Расстались мы на рассвете. Трава, голубая от обильной росы, мягко поскрипывала под ногами. Шел я домой без усталости, полный ощущения своей молодости и сознания того, что везде есть хорошие люди.
НА ДРУГОЙ ДЕНЬ
Уборщица принесла из сельсовета записочку от Егорова. «Прошу зайти, необходимо поговорить». Почерк у него колючий, каждая буква стоит чуть наискось, острая, как кавалерийская пика.
Через час сижу в его кабинете. Лицо пылает от стыда. Он ходит по кабинету, гремит о пол кирзовыми сапогами и спрашивает с гневом:
— Вы знаете, что значит социалистическая законность? Читали Конституцию?
— Читал.
— Плохо читали! Кто дал вам право самому творить суд и расправу? Где вы научились таким методам?
Он резко выделил слово «таким».
— Вы знаете, как это называется? Нет? Так я скажу. Это мальчишество, нет, хуже — самое настоящее хулиганство.
— Но… Василий Максимович! Вы сами сказали: «Пресечь».
— Сказал, но ведь понимать надо. Взяли бы вы депутата, может быть, даже еще и Зарубина, нашего участкового милиционера, пришли бы к старухе вежливенько, законно изъяли ее аптеку, составили акт. А так знаете, что о ваших «подвигах» на селе толкуют? «Ворвался пьяный, лыка не вяжет. Дверь с петель чуть не сорвал…»
— Ничего я не срывал.
— Расскажите теперь! Окоемова говорит, срывали. Всю посуду ей порасхлестали, во двор повыкидали и ее, старуху, чуть не прибили. Еле ноги унесла. Теперь ей впору на вас в суд подавать… Где же тут законность? Да, кстати, что это за разговоры о собаке? Она утверждает, что вы у нее украли собаку.
Муравьем проползла по спине капля пота.
— Не собаку, щенка.
— Но все-таки украли?
— Не украл, а… сманил.
— В пьяном виде?
— Да просто под горячую руку попала.
— Этак вы и корову под горячую руку сманить можете. — Егоров расхохотался. — Не ожидал! От вас не ожидал.
Я улыбаюсь, должно быть, глупо.
— Да вы знаете, — продолжает он, — сколько времени пройдет, пока народ забудет эти ваши художества? Люди, конечно, понимают, что старуха кое-что привирает, однако, посмеиваются: «Нет дыма без огня».
Сижу с поникшей головой. Егоров приближается к письменному столу, водит пальцем по табелю-календарю под стеклом.

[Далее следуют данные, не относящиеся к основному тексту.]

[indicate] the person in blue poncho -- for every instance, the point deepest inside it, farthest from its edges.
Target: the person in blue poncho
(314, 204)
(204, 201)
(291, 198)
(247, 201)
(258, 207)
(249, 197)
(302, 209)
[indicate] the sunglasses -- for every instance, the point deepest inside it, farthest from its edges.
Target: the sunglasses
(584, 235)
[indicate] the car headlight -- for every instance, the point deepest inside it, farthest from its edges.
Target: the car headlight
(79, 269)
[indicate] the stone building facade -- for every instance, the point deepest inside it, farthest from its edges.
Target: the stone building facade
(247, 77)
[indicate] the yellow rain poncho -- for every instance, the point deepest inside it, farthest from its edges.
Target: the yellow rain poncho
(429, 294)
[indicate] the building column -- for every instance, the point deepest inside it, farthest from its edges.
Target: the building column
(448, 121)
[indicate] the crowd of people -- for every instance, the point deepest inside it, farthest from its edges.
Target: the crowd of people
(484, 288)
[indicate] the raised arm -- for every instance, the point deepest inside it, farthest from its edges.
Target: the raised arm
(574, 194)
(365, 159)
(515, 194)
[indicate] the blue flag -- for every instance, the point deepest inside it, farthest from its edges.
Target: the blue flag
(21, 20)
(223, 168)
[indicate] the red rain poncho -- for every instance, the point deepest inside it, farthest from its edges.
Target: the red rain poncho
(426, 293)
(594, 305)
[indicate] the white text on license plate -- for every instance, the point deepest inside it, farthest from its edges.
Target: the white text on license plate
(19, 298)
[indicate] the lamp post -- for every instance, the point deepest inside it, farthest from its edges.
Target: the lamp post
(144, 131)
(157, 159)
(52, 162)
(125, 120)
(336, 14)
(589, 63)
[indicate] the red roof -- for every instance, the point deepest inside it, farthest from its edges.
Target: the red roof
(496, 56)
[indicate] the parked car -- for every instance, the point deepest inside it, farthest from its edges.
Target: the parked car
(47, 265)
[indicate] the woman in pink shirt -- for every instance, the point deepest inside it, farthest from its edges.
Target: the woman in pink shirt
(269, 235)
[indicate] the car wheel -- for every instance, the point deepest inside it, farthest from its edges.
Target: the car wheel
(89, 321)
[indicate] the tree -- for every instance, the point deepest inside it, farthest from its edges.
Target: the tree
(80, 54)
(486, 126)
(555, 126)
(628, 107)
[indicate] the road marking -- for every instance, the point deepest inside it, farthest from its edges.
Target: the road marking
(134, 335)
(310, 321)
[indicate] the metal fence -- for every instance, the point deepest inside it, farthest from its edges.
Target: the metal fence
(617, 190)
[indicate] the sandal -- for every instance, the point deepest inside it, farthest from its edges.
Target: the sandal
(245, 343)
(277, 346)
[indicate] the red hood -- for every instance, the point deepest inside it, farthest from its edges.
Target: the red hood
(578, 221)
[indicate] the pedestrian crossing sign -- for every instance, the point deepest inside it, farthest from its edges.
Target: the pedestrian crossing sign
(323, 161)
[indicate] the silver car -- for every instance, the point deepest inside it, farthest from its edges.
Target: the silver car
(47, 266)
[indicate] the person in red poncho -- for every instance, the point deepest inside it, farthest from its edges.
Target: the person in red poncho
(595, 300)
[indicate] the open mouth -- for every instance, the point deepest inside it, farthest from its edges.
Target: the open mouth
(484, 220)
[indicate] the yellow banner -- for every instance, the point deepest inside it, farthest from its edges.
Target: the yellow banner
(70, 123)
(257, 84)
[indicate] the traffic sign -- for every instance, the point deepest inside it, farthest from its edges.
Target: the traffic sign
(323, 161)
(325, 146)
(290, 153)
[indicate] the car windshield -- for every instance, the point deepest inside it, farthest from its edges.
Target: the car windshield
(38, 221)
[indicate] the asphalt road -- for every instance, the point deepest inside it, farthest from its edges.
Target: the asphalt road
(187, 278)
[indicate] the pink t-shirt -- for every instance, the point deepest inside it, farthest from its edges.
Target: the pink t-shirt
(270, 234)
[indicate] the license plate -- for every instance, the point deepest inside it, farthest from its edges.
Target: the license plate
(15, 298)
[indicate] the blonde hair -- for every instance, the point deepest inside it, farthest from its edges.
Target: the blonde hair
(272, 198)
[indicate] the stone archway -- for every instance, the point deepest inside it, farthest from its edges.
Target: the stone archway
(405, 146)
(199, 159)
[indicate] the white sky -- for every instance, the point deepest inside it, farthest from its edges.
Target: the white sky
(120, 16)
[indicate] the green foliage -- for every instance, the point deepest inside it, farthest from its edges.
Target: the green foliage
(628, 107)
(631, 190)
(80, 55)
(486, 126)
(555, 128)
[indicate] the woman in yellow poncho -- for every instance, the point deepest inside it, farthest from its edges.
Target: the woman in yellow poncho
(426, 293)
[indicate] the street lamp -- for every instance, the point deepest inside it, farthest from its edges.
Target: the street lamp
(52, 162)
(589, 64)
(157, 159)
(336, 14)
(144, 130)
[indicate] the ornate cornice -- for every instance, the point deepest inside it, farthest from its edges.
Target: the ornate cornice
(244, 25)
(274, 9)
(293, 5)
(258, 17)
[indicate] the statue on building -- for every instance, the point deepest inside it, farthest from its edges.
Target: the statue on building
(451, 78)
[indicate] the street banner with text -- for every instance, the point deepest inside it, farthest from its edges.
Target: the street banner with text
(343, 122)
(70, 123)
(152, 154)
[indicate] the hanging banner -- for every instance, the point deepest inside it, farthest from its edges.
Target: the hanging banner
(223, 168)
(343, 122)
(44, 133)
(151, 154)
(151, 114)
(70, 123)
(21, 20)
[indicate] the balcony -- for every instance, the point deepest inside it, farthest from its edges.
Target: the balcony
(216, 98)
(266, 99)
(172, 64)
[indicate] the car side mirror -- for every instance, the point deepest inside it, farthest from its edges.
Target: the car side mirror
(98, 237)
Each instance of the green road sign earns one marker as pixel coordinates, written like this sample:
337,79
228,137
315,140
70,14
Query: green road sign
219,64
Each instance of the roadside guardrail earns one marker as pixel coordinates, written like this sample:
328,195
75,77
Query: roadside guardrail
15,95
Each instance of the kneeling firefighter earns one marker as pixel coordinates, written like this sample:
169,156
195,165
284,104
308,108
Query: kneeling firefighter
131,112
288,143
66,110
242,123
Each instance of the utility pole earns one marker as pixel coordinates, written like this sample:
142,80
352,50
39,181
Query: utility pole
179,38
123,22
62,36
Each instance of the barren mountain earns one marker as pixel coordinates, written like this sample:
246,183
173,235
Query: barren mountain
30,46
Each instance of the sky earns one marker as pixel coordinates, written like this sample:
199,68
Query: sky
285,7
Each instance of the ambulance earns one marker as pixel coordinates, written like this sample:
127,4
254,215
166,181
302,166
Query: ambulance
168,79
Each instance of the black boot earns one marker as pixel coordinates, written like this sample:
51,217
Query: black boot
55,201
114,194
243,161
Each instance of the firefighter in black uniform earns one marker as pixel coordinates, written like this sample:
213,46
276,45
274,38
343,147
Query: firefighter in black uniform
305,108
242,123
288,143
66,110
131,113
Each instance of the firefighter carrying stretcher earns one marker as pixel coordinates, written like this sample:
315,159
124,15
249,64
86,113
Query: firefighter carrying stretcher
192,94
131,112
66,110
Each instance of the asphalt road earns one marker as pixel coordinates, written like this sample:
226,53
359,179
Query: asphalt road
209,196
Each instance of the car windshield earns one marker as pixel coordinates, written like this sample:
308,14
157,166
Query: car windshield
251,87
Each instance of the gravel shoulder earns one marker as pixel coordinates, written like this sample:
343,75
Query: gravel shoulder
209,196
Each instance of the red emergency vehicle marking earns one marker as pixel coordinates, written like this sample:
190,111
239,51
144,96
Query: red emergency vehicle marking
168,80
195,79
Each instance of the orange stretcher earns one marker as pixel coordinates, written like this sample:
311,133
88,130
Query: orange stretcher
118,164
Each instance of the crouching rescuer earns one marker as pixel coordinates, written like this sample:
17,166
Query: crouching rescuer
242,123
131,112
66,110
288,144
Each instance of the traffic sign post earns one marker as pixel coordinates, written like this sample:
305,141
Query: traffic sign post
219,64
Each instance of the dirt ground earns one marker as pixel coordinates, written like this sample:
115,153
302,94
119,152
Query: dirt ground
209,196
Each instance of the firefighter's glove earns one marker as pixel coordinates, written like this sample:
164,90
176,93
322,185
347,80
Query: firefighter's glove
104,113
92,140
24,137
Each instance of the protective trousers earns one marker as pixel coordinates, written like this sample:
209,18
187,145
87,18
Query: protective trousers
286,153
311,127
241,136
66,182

Спрашивает:
— Сколько вам нужно времени на составление плана работы?
— День, два.
— Через неделю сессия сельского Совета. Доложите нам, что наметили.
СВЕЖИЙ ВЕТЕР
Это первое мое поражение. Сорвался — глупо, по-мальчишески. Черт меня дернул схватиться с этой бабкой! И Егоров! Я думал, славный, а он сразу: «Хулиганство! Самоуправство!» Я ведь уже у Олега понял, что ошибся. И Егоров понимал, что до меня «дошло», а все-таки отхлестал. Можно бы и вежливо, а то: «корову сманить можете». Совсем неуместная шутка. И эта отвратительная начальственность тона…
И вдруг трезвая мысль: «А ты сам как со старухой? Тоже начальственно».
Шагаю по комнате, не нахожу себе места.
Через два дня план готов. Я аккуратно переписываю его в двух экземплярах и несу Егорову. Откровенно говоря, я ожидаю его похвалы: в плане предусмотрено все, чем должен заниматься врач на селе. Но сегодня мне опять не везет. Егоров берет из моих рук бумагу, не читая сует ее в ящик письменного стола. Затем накрывает чернильницу бронзовым колпачком, похожим на древнеассирийский шлем, берет фуражку.
— Творение ваше посмотрю завтра, а сейчас еду на луга. — Вздохнул, покачал головой. — И так каждый день — ни минуты отдыха… Да, между прочим, если хотите, можете со мной. — Приподнял бровь. — Не мешает расширить кругозор.